ATM achieves its high efficiency by using a fixed-length 53-byte "cell" instead of packets or frames of varying length, as in other networking solutions. The cell's predictable length and destination eliminates wasted time required for hardware and software to constantly check for packet or frame length and destination. ATM is also asynchronous (thus the name), which means that various data streams (data files, voice, etc.) share the transmission resource (fiber optic circuits, etc.) as needed.
This contrasts with traditional time-division multiplexing (TDM), or "synchronous transfer mode" (STM), which is used in most data-communication systems. STM allocates a predefined slice of time to each information stream-regardless of whether or not there's actual data to be sent at that moment. Not very efficient.
Another big plus with ATM is that it allows for establishing a "traffic contract" that specifies a "quality of service" (QoS) level for each type of information. For example, voice and video require a high-availability dedicated virtual channel to avoid annoying dropouts and delays. But for a file transfer, an as-available QoS channel is fine.

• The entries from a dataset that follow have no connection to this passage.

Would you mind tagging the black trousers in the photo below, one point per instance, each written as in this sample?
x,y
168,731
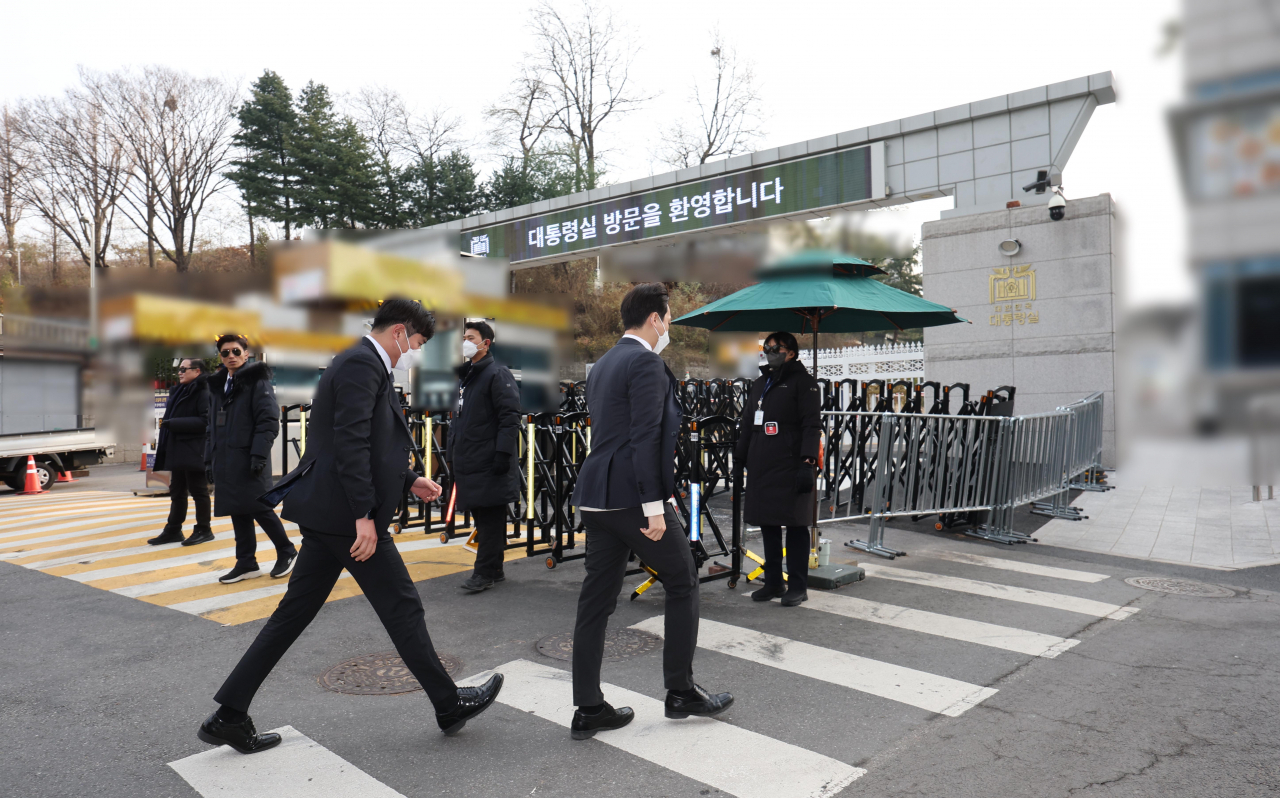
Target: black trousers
x,y
798,556
181,483
246,539
490,539
387,586
611,537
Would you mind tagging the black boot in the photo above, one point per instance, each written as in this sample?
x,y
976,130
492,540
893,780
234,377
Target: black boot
x,y
242,737
170,534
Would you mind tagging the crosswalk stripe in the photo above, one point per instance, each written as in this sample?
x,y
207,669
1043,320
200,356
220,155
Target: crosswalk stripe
x,y
1016,565
298,767
85,529
722,756
991,589
906,685
1008,638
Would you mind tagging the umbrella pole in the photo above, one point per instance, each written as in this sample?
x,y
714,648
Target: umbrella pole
x,y
814,538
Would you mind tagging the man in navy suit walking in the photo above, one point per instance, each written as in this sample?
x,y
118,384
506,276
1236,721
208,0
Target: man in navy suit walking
x,y
622,489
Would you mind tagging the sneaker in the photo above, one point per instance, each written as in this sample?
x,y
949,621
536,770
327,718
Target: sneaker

ATM was originally hyped by vendors as an end-to-end solution right down to the desktop, but most experts now believe that ATM's overhead and complexity limit it to WANs and large campus (multiple-building) networks transmitting a variety of types of information.
The Internet works in a manner diametrically opposite to ATM. ATM virtual circuits are "connection-oriented" (every cell in a session is transmitted over a predefined, fixed route). TCP/IP, the Internet protocol, on the other hand, is "connectionless"-routers forward data packets over various unpredictable paths (depending on circuit loading) to the destination, where they are temporarily stored and reassembled into the original information.
This process is very effective for routing around problem circuits, but it's often painfully slow and inefficient, with unpredictable quality of service, as anyone who has tried to talk over the Internet or listened to a RealAudio program quickly discovers.
What about sending IP (Internet protocol) information over ATM? This has been possible for some time now. But new techniques, such as Cisco's tag switching, use instructions in the cell header that allow IP information to be efficiently sent via ATM channels.
The combination of IP and ATM gives users the best of both worlds: compatibility with the Internet while offering ATM's high-efficiency transmission and specified quality of service for hot new services like voice over IP, video over IP, and virtual private networks.